Given the variety of checks on prosecutorial power, one question that emerges with unwritten conventions is whether the conventions are national or local in nature. I think there are some of both. Unwritten English law recognized both "general customs," which Blackstone called "the common law, properly so called" and "particular customs" which Blackstone described as unwritten laws that "affect[ed] only the inhabitants of particular districts." In our federal system, I think criminal law conventions have a similar structure. Some conventions are national—e.g., the decriminalization of consensual sex offenses. Others may be local, such as cities that widely tolerate some personal use of recreational drugs or refuse to enforce certain gun crimes.

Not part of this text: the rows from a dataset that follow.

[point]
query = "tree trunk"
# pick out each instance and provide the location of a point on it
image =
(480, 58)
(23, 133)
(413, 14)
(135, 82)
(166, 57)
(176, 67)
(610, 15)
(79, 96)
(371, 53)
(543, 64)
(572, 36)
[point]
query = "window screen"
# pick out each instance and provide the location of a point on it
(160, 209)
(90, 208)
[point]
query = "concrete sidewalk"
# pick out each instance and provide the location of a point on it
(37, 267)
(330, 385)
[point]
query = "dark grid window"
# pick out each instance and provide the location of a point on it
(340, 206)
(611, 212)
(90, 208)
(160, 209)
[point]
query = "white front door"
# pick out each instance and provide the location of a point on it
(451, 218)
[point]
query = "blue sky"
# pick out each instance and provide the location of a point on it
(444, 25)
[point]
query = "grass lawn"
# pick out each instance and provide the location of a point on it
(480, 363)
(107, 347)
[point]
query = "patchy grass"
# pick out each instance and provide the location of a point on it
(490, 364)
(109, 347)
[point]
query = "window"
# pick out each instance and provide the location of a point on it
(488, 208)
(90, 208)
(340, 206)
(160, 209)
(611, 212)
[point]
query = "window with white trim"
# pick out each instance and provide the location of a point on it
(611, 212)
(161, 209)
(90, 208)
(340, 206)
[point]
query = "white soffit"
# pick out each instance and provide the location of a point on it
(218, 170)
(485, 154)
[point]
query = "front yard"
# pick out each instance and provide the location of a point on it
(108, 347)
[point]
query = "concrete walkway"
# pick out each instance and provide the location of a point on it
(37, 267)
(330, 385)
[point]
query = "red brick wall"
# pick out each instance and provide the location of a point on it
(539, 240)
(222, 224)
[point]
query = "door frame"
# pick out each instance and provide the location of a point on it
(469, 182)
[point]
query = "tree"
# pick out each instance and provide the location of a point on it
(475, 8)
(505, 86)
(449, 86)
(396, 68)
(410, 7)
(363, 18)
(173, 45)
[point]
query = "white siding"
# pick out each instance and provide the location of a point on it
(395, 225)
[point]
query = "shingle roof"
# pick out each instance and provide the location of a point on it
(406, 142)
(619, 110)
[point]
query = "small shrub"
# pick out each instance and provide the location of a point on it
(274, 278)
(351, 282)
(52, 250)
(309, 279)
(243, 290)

Having multiple layers of customs promotes development in the law. As local governments experiment with new norms, some local customs (e.g., drug decriminalization) may spread nationally. In other cases, national norms can override pernicious local customs. For example, in the 1960s, the federal government, faced with local legal systems in the South that widely tolerated violence against African Americans, began prosecuting some racially motivated violence under federal civil rights laws. Duplicative federal-state criminalization, thus, provided a countermeasure against local customs that left African Americans vulnerable to violence by underenforcing the law.

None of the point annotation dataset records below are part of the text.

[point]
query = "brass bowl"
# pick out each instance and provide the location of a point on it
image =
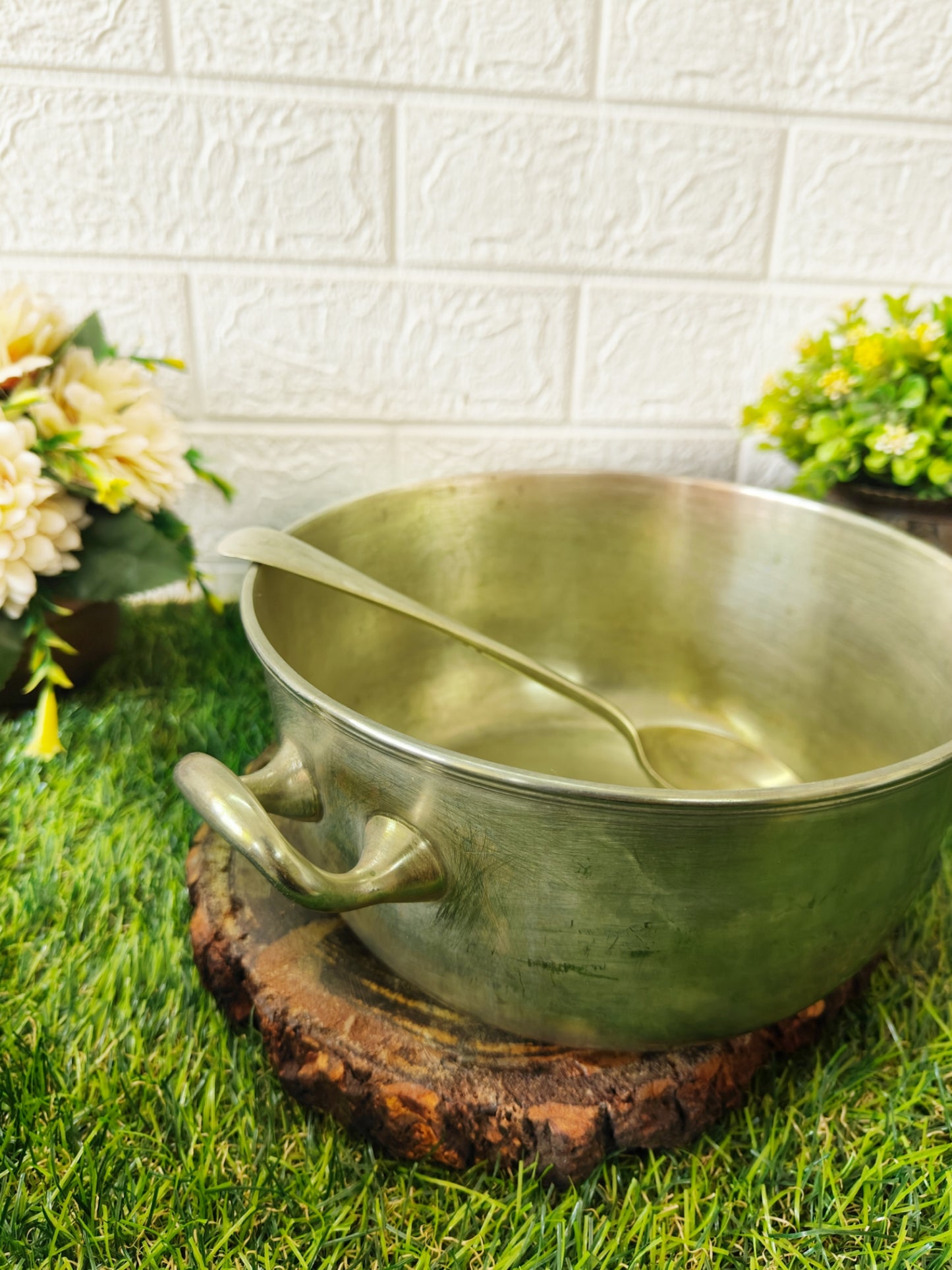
(501, 851)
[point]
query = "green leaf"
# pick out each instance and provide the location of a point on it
(905, 470)
(912, 391)
(939, 471)
(197, 464)
(122, 554)
(12, 638)
(90, 334)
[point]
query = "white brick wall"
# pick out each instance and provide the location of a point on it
(400, 241)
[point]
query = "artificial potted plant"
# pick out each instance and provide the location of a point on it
(866, 415)
(90, 463)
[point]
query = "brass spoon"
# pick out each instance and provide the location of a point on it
(693, 757)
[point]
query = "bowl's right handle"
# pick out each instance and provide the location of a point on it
(397, 864)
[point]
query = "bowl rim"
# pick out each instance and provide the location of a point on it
(522, 780)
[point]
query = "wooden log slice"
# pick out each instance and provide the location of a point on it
(347, 1035)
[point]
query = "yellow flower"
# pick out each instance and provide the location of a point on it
(870, 352)
(895, 440)
(40, 522)
(45, 741)
(837, 382)
(31, 330)
(130, 447)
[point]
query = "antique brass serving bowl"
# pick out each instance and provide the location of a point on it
(498, 846)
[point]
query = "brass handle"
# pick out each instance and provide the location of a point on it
(397, 864)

In summary, indirect sanctions discipline prosecutors and curb the effective scope of their discretion. To restate a point that I made in my last post, I do not think that current criminal law conventions solve all that ails our criminal justice system. Obviously, it does not. My final post tomorrow will tackle some of those issues. But the existence of considerable constraints on prosecutorial discretion does much to mitigate the potential harms of our imperfect statutory criminal law.